Go for Internal Services

Common benefits, pitfalls, and some advice

Go/Golang is Google’s open source programming language generally used for backend/systems engineering. Its major benefits are static typing, fast compilation times, and simplicity via its limited featureset.

I’ve been working with Go at my day job for internal services for a few years - and have noticed some common themes from various success stories, incident post-mortems, and conversations with other engineers. This post inspired me to write some of these experiences down.

go vet

go vet is a static analyzer that checks for common pitfalls, like using references to iterator variables.

Run this automatically as a linter or in CI to catch issues before they hit production.

staticcheck

staticcheck is another static analyzer that catches problems like dead code. In my experience, it’s too slow to run locally for large projects, but it’s useful as a pre-submit check in CI.

Error Handling Assumptions

Golang is famous (notorious?) for the slightly verbose error handling idiom:

value, err := someOperation()
if err != nil {
    return nil, err
}

In practice, there’s often an assumption that if the returned error is nil, then the returned value is non-nil, and vice-versa. Trying to verify in all cases that the returned value is non nil if the error is nil adds verbosity for very little benefit. So if you’re writing a library that has many different use cases, it’s useful to guarantee a non nil value if err is nil to callers.
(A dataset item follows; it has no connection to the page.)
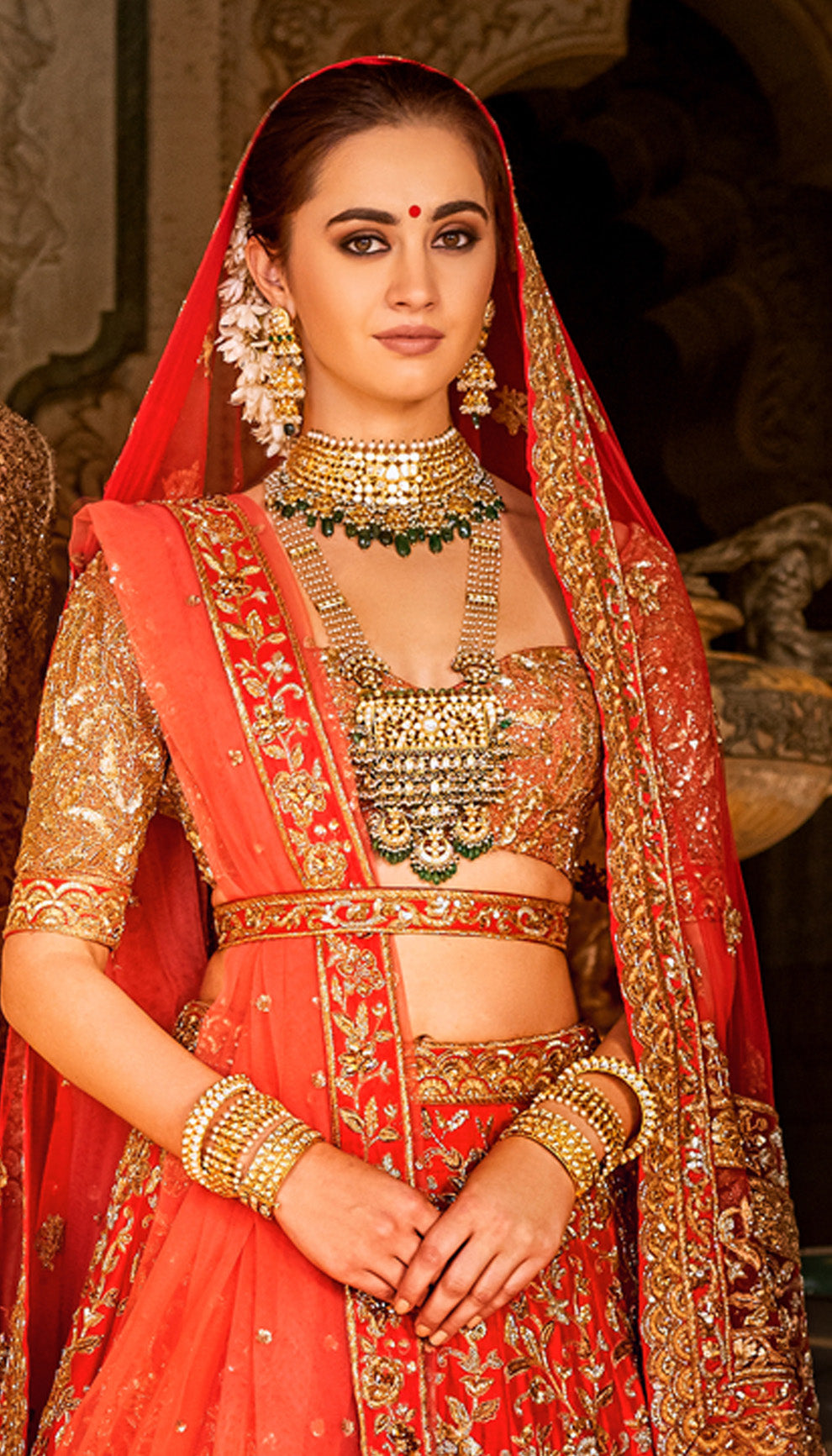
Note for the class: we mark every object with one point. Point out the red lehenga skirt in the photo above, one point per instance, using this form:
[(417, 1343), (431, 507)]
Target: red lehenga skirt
[(188, 1327)]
I don’t know of a great solution to automatically flag this, since it’s valid to return both nils in some cases.

Panic Handling

In most cases, services should terminate on panic. Since the panic can originate anywhere in the codebase and halt execution, no error handling code (except recover) is run, and internal state can become inconsistent. In other words, “all bets are off”. The panic handler should be a top level function that best effort reports an exception to an external system, and then terminates. Deterministic panics should be caught by SLO alerts like availability, or checks for crash loops at the task level.

Functions that can panic

By convention, functions that panic in valid error scenarios must be prefixed with `Must`. This signals to callers that the function they’re calling should be thoroughly vetted and not passed arbitrary input without sanitization. I’ve had incidents where arbitrary input causes crashes on a small percentage of the fleet that have been hard to track down (since we didn’t handle panics by reporting them to an exception reporting system).

Iterator Variables in Goroutines

This issue deserves a special mention - it will take you many hours to debug these, even if you’ve been working in Go for several years, so it’s worth remembering.
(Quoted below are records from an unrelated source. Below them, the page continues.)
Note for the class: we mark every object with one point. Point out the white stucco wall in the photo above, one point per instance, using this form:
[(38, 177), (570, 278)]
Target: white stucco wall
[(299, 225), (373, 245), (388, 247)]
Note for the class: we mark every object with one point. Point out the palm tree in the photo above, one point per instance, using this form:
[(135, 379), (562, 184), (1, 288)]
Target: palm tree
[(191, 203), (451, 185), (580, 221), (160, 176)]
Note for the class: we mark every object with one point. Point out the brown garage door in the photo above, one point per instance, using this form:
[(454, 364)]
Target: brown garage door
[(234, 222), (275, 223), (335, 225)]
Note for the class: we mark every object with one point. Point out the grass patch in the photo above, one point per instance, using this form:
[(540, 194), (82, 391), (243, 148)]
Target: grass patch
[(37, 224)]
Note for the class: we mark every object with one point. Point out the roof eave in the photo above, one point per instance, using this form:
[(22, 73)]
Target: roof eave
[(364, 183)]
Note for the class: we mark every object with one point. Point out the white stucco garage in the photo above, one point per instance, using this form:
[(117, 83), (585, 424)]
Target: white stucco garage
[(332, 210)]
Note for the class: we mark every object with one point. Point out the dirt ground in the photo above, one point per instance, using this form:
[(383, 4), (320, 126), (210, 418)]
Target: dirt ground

for _, val := range values {
	go func() {
		fmt.Println(val) // doesn't do what you expect
	}()
}

Race Mode

Go provides a race detector to catch concurrency programming bugs. It will often double memory usage and slow down your program. One can run tests in CI in race mode to catch issues.

Occasionally, bugs are deployed to production before they’re caught by the race detector since they fail non deterministically. It’s useful to “bake” changes for a few hours/run a stress test until some automation can catch these flakes. Often, the race detector catches a testonly issue, since developers often don’t think too much about concurrency for tests.

It seemed like a good idea to try deploying canary instances in race mode to detect issues proactively, but that caused a significant latency regression and was never tried again.

Context

Context was built for API calls and other cross process communication.

Be careful with caller deadlines - they might not provide enough time for your service to finish its own work. For example, your service might take 500ms to complete an operation, but a caller might specify a deadline of 100ms for whatever reason (generally a tight deadline by a nested caller). These will manifest as timeouts in your service and affect its SLA. Your service should fail requests that don’t provide meaningful time to complete work. If it sounds like overkill to check this everywhere - it’s worth logging the received deadline by caller, so you can track down the source the next time you have to debug mysterious timeouts.

Error Visibility

Log error stack traces via libraries so you’re not stuck wondering where an error came from.

Conclusion

Go is my “go to” language to use in production. Hopefully these experiences provide some food for thought when you develop your next service in Go.